Ha segnato 59 gol in Serie A, in doppia cifra con Genoa, Fiorentina, Cagliari, Verona. Sempre snobbato, evidentemente non frequenta i salotti giusti

Simeone racconta l’Italia che lo aveva etichettato bomber di provincia
Mg Cremona 09/10/2022 - campionato di calcio serie A / Cremonese-Napoli / foto Matteo Gribaudi/Image Sport nella foto: esultanza gol Giovanni Simeone

Giovanni Simeone è una perfetta cartina di tornasole dell’Italia, del modo di pensare che da noi è maggioritario. Il nostro è un Paese dove una volta che ti appiccicano un’etichetta, ci vuole la mano di dio per affrancartene. Ma nove su dieci non ci riesci. Ed è il nostro, ancora, un Paese in cui l’apparenza vale molto più della sostanza. E, infine, è il Paese del patto di sindacato. Le quote, anche nelle grandi aziende quotate, non hanno tutte lo stesso valore. Perché se hai la puzza della strada, in Italia non vieni considerato.

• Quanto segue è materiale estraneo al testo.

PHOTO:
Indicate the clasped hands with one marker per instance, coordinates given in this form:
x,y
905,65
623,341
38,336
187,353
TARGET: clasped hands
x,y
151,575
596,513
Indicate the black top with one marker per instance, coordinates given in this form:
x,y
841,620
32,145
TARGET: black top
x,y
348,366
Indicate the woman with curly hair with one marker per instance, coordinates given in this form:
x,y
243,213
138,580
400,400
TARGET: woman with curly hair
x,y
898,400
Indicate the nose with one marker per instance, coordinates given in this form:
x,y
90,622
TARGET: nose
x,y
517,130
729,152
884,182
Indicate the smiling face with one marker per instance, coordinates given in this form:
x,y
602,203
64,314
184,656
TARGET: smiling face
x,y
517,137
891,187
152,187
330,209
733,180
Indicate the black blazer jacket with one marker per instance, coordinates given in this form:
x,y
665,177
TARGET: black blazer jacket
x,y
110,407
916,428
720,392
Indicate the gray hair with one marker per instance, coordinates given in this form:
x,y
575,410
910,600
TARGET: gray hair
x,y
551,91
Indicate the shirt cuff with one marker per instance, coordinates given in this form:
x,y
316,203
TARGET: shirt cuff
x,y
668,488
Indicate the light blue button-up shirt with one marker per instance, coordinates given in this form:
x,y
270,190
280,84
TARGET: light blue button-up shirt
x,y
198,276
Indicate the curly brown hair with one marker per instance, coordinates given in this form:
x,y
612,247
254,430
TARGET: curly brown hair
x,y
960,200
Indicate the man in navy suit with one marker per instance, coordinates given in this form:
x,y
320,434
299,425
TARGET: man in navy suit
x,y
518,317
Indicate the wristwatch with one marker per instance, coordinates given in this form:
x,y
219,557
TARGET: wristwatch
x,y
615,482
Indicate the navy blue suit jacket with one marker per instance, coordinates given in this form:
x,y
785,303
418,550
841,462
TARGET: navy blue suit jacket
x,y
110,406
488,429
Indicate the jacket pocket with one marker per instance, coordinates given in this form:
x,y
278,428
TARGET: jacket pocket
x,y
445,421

Solo così si può spiegare l’assurda fama che il povero Giovanni Simeone si porta dietro da anni. Innanzitutto è un atleta che ha la sfortuna di essere figlio di un signore che nel calcio ha il suo posto: Diego, el Cholo, gran bel calciatore e grandissimo allenatore. Figlio di papà e attaccante di provincia. E pure il Cholito (soprannome che all’inizio, e giustamente, dava e non poco fastidio all’attaccante) l’abbiamo sistemato.

Giusto per dare qualche numero – che in fondo servono sempre – Simeone gioca in Italia dal 2016-17. È arrivato qui sei anni fa. Prima, in Argentina, aveva giocato sia col River (tre stagioni) sia col Banfield. In Serie A ha giocato con Genoa, Fiorentina, Cagliari, Verona. Prima di arrivare a Napoli.

Attenzione, prima stagione in Serie A: col Genoa segna 12 gol. Va in doppia cifra. L’anno successivo va a Firenze dove alla fine i gol sono 14 (tre al Napoli di Sarri in quel pomeriggio di maggio). Ottavo nella classifica marcatori, due reti in meno di Higuain con la Juventus. Non male. Ma non gli cambiano la vita. Perché i fatti in Italia contano relativamente. Contano le aderenze, i contatti, le frequentazioni. Devi andare a cena, prendere i caffè. Il povero Simeone penserà “ma io segno”. E allora non hai capito niente.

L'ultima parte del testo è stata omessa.